Mas destaco que encontramos aqui um dos melhores
trabalhos de atuação de Samuel L. Jaksson que, principalmente em uma cena
específica, rouba o filme com a complexa interpretação que dá ao seu
personagem, sendo que uma indicação ao Oscar para o ator seria mais que
merecida. Não menos espetaculares estão Kurt Russel e Jennifer Jason Leigh,
pois se o primeiro impressiona com sua crueldade que se relaciona diretamente
com o fato de estar sempre desconfiado, Leigh faz uma performance espetacular
no tom descontraído, malicioso e na força de sua personagem. Ainda assim, volto a frisar como que estas são
atuações que destaco dentre tantas outras que são perfeitas.
4)Direção
de arte
Passado quase que inteiramente dentro de um único local,
a direção de arte se mostra fundamental para ajudar na criação do clima de
tensão proposto por Tarantino a partir da claustrofobia. Notem desde o
posicionamento torto de certas tábuas, como também buracos no telhado, além da
organização geográfica do loca, que logo se terá uma idéia das sutilezas que o
filme guarda para que o subjetivo do expectador não pare um minuto.
5) Fotografia
Rodado a partir do uso de filmes 70 mm, ironicamente o
filme não apela para grandes paisagens como é de costume. Tal decisão estética
se faz jus em pontos chaves de cenas no qual a atitude de um personagem no
centro do quadro pode gerar reações diferentes em personagens nas bordas mais
extremas da tela. Com um uso magistral da iluminação que parece vir de fora da
cabana, e ainda fotografado com certa “sensibilidade” a esta, a fotografia do
filme coopera com a narrativa com delicadeza em meio ao caos visceral dos
filmes de Tarantino.
6)Trilha
sonora
Mas nem todo aspecto que merece destaque é visual. A
trilha sonora do gênio Ennio Morricone aposta também (acertou!) no clima de
tensão ao invés de apelar para qualquer tema genérico que remetesse diretamente
à algum Western. A sequencia inicial dos créditos é uma coisa belíssima de se
presenciar devido a sua carga sensorial que a música traz. Além disso, o filme
ainda está cheio, como é costume na filmografia do cineasta, de uma porção de
músicas escolhidas a dedo para cada momento, contando ainda com uma utilização
de “Noite Feliz” que eu não havia visto ainda.
7)Homenagem
ao cinema
Mas porque seria tão importante Morricone evitar tal
referência genérica? Simples, os filmes de Quentin Tarantino sempre são sobre
um assunto: o amor deste pelo cinema. Assim, as referências e homenagens que o
diretor faz estão nas sutilezas seja pelo título que remete a Fellini, ter Kurt
Russel preso num inferno gelado como em “O Enigma de Outro Mundo”, a direção
que remete a Hitchcock e Brian de Palma... Tudo é uma carta aberta não só ao
cinema em seu visual (e basta ter lido o restante da crítica para perceber como
os aspectos técnicos remetem bem a isso) como também a sua função principal que é contar
uma história
8)CONTEM
SPOILERS: Estudo sobre o ato de contar uma história
É sintomático que todos os personagens estejam sempre
contando história de caráter dúbio ao longo da narrativa. Seja pela história da
carta de Lincoln, da morte agonizante do filho do General Smithers ou até mesmo
na insistência de todos duvidarem de Chris Mannix ser o novo xerife da cidade,
todos os acontecimentos giram em torno de história possivelmente/provavelmente
inventadas, mas que possuem o potencial de impacto a cada um dos indivíduos.

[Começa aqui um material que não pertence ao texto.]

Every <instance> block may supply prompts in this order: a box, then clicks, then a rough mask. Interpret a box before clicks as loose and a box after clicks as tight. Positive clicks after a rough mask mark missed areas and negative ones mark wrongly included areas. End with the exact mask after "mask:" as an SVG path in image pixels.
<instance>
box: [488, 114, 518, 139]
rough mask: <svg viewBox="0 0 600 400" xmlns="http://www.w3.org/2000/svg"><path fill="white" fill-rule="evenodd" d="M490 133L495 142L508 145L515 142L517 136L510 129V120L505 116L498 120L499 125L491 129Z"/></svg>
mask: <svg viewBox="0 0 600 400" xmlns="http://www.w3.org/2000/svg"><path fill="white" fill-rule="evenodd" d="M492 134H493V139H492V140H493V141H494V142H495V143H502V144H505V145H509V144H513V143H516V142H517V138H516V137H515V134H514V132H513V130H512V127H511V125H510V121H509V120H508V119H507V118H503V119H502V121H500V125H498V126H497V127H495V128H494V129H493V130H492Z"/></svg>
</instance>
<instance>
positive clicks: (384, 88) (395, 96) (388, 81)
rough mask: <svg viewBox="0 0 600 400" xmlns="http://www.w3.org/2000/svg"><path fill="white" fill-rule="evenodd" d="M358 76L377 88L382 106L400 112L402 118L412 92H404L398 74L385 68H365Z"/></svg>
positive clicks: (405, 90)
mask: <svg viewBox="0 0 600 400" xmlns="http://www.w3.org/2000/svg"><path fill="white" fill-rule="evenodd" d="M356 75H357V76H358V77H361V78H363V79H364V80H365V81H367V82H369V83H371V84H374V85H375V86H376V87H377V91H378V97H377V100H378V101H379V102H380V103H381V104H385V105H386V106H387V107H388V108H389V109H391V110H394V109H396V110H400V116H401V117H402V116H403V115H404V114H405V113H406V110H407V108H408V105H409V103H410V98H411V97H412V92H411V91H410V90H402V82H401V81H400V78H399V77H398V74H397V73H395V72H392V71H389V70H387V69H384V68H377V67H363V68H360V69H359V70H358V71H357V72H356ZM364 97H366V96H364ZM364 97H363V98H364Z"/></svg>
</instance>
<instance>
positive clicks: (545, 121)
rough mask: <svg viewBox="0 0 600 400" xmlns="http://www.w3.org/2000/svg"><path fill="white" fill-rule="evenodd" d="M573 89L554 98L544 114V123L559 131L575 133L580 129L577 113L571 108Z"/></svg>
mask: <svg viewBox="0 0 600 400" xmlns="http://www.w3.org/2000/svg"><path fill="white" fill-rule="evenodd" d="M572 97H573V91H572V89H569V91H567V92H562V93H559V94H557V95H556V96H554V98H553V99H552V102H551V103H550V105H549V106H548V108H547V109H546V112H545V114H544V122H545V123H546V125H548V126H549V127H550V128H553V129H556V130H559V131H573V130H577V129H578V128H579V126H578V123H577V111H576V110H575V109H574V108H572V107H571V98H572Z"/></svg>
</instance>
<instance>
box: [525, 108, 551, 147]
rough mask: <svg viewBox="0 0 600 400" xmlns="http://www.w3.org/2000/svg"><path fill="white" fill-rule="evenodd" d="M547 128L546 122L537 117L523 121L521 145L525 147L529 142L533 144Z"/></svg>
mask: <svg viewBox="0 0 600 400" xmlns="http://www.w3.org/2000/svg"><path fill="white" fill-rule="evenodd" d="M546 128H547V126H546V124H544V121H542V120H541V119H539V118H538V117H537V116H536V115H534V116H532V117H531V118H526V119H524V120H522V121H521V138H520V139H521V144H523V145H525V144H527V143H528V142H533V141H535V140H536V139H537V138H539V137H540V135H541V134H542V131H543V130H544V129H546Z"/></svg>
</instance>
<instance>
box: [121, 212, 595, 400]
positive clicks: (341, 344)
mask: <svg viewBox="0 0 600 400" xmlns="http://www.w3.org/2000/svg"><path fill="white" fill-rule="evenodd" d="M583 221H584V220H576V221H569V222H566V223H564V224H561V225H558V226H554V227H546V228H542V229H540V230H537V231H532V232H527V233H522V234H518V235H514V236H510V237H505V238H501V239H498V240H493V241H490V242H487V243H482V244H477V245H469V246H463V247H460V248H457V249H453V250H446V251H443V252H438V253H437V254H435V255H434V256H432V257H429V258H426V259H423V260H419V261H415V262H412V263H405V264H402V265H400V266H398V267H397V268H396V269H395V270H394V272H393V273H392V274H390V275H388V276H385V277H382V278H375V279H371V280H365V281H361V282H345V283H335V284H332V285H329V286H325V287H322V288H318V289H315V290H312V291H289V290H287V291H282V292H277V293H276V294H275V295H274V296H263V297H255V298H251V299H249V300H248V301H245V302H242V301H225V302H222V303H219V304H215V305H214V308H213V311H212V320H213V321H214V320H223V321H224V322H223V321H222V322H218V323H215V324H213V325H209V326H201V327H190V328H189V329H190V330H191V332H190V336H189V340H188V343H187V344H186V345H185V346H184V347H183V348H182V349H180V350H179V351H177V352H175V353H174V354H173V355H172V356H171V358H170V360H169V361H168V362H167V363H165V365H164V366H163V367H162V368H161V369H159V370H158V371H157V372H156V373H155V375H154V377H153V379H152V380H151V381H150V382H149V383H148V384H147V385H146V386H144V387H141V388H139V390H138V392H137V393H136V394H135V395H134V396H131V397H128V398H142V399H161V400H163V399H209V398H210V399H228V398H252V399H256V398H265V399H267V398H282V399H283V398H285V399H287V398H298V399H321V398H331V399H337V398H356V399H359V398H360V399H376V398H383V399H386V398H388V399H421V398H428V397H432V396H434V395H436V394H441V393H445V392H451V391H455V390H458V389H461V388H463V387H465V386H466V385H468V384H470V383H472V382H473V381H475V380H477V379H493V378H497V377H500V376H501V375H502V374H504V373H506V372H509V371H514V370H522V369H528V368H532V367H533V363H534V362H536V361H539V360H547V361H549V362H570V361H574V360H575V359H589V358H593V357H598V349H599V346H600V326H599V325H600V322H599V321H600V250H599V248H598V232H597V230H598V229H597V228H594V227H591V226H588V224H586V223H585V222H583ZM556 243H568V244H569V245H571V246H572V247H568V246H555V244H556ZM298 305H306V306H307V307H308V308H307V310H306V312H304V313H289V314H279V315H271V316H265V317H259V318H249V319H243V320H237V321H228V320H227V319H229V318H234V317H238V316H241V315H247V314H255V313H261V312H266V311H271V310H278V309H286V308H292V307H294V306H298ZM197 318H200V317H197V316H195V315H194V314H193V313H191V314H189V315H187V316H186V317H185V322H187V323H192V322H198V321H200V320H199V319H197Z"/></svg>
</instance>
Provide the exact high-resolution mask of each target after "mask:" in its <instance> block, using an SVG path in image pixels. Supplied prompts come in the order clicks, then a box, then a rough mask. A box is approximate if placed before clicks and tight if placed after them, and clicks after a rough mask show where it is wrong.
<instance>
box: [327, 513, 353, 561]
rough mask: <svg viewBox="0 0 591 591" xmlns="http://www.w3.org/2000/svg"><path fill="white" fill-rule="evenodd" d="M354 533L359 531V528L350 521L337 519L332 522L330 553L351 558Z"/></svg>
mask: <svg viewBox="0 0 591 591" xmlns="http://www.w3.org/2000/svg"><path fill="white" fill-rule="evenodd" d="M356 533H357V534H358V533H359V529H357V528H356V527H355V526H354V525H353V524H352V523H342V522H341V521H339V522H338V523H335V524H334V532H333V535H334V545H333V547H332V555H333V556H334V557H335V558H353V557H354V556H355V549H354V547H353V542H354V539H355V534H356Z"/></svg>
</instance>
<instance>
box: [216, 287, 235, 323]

E não é exatamente assim que o cinema funciona?
Não procuramos histórias contadas em uma determinada
ordem, formuladas por roteiros para que estes nos fisguem em seus detalhes (até
mesmo os “baseados em fatos reais”)?
A
manipulação de emoções a partir daquilo que é uma mentira factível faz a
ligação completa da homenagem ao cinema que tanto encontramos na obra do
diretor. Chegando ao ápice exatamente no clímax final do filme quando Daisy
afirma que existe um bando a mais que irá salva-la, numa ameaça direta a Mannix
mesmo que seja feita num tom de aparente barganha. Naquele momento o roteirista
amarra as pontas, tematicamente pelo menos já que a história nunca se resolve
como verdadeira ou não, daquilo que este vinha ressaltando nas histórias
contadas dentro de sua própria história.
É...
Realmente este é um excelente filme!